Federal regulations are always made public in draft form so that citizens can make comments that the agency in question must then consider before issuing a final regulation. In this instance, Kurtz says, “We got lots and lots and lots of comments.” Among those who objected were archconservative Reps. John Ashbrook and Bob Dornan (both Republicans). They said that that the planned regulation would impose racial quotas on any private schools that wanted to remain tax exempt–an argument Gore repeated in this week’s Harlem debate–and, from 1979 through 1981, Ashbrook and Dornan managed to attach to successive appropriation bills language preventing the IRS regulation from taking effect. The issue came up in five House votes, and Gore voted with Ashbrook and Dornan every time.

We are left with two questions:

1.)Would the IRS rule have imposed racial quotas?

Only in the sense that affirmative action programs today routinely (and lawfully) impose informal and essentially benign quotas that Democrats like Al Gore (and Bill Bradley) refuse to call quotas. That is to say, the regulation imposed a “soft” quota: Schools that had a minority enrollment below 20 percent were obliged to explain to the IRS why this was so. [Correction, 3/1: Whoops, make that “below 20 percent of the proportion of minorities in the surrounding community.” This regulation was softer than Chatterbox initially thought!] If the school could cite any number of circumstances, including a paucity of minority children in the area or an academic program centered on some specialized subject matter, the IRS would let it keep its tax exemption.

Chatterbox calls this one for Bradley.

     2.) Did the IRS rule have anything to do with Bob Jones University?

Not really. The IRS continued to deny BJU a tax exemption during the years when the Ashbrook-Dornan amendments were in force, because regardless of Ashbrook-Dornan, the IRS was still free to enforce its pre-existing ban on de jure segregation.

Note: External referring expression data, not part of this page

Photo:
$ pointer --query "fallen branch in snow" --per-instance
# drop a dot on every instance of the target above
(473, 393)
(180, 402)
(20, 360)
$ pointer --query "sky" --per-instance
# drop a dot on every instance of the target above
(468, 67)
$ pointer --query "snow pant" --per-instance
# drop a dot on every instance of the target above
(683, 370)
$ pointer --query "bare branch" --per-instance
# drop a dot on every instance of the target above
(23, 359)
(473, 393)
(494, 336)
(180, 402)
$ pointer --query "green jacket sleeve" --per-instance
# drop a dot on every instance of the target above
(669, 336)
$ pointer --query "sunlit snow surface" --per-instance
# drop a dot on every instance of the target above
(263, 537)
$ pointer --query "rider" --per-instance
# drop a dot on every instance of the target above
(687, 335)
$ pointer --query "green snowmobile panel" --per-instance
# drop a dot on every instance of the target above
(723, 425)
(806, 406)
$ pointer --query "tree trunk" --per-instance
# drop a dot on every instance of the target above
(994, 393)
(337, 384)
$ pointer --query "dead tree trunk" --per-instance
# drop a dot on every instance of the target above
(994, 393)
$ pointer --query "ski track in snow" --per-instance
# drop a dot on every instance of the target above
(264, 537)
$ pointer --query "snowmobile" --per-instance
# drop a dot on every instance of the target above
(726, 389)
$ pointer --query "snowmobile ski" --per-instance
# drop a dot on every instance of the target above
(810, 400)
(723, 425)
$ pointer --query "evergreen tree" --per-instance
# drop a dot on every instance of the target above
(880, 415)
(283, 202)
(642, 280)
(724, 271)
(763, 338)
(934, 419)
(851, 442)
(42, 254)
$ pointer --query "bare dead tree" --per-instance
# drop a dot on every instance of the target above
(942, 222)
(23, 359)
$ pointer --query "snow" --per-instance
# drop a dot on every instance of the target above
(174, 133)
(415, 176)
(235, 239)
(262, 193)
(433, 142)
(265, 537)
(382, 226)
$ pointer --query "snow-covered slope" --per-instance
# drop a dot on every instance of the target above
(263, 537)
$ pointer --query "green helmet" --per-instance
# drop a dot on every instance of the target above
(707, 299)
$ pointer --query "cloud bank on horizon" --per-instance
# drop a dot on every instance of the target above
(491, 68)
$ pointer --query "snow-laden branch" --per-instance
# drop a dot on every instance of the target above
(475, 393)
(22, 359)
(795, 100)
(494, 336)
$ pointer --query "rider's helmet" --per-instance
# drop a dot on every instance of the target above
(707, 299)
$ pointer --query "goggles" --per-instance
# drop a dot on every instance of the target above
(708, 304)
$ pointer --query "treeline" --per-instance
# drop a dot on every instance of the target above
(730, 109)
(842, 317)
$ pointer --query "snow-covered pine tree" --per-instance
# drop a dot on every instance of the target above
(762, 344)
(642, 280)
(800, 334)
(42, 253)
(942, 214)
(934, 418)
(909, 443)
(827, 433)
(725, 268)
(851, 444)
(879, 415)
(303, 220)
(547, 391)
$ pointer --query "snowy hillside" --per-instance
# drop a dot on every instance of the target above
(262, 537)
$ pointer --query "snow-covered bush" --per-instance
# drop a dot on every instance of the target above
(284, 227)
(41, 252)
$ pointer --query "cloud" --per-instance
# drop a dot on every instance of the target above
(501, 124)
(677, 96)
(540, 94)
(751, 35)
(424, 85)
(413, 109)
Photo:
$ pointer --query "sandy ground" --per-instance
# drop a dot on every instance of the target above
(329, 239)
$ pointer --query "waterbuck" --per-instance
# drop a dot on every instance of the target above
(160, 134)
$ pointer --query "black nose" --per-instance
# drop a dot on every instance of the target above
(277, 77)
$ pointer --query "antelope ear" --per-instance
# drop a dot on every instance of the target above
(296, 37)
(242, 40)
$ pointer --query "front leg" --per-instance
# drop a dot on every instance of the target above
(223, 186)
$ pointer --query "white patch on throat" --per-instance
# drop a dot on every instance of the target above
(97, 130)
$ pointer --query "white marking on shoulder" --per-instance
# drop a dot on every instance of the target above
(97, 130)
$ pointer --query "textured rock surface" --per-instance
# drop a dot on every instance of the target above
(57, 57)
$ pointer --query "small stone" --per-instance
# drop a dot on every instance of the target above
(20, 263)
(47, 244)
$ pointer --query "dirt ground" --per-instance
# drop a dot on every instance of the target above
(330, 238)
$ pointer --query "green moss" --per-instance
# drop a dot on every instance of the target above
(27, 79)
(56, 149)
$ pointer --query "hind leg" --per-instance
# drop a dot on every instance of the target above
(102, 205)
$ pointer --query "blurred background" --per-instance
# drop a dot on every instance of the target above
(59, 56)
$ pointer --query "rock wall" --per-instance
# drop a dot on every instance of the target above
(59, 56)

In 1983 the Supreme Court (deciding against both BJU and the Reagan administration) upheld the IRS’s denial of a tax exemption to BJU. Chatterbox calls this one for Gore. Overall, though, Chatterbox must say that Bradley’s use of this issue against Gore was pretty legitimate. Gore did vote five times for an appropriations rider sponsored by a couple of wing nuts that prevented the IRS from abiding by a very reasonable court desegregation order (except in Mississippi, where a federal court managed to step in and impose something very much like the proposed IRS rule in spite of Ashbrook-Dornan). The fact that these wing nuts repeatedly managed to get their appropriations rider passed doesn’t really let Gore off the hook. If you can’t make a stink about this in Harlem, where can you?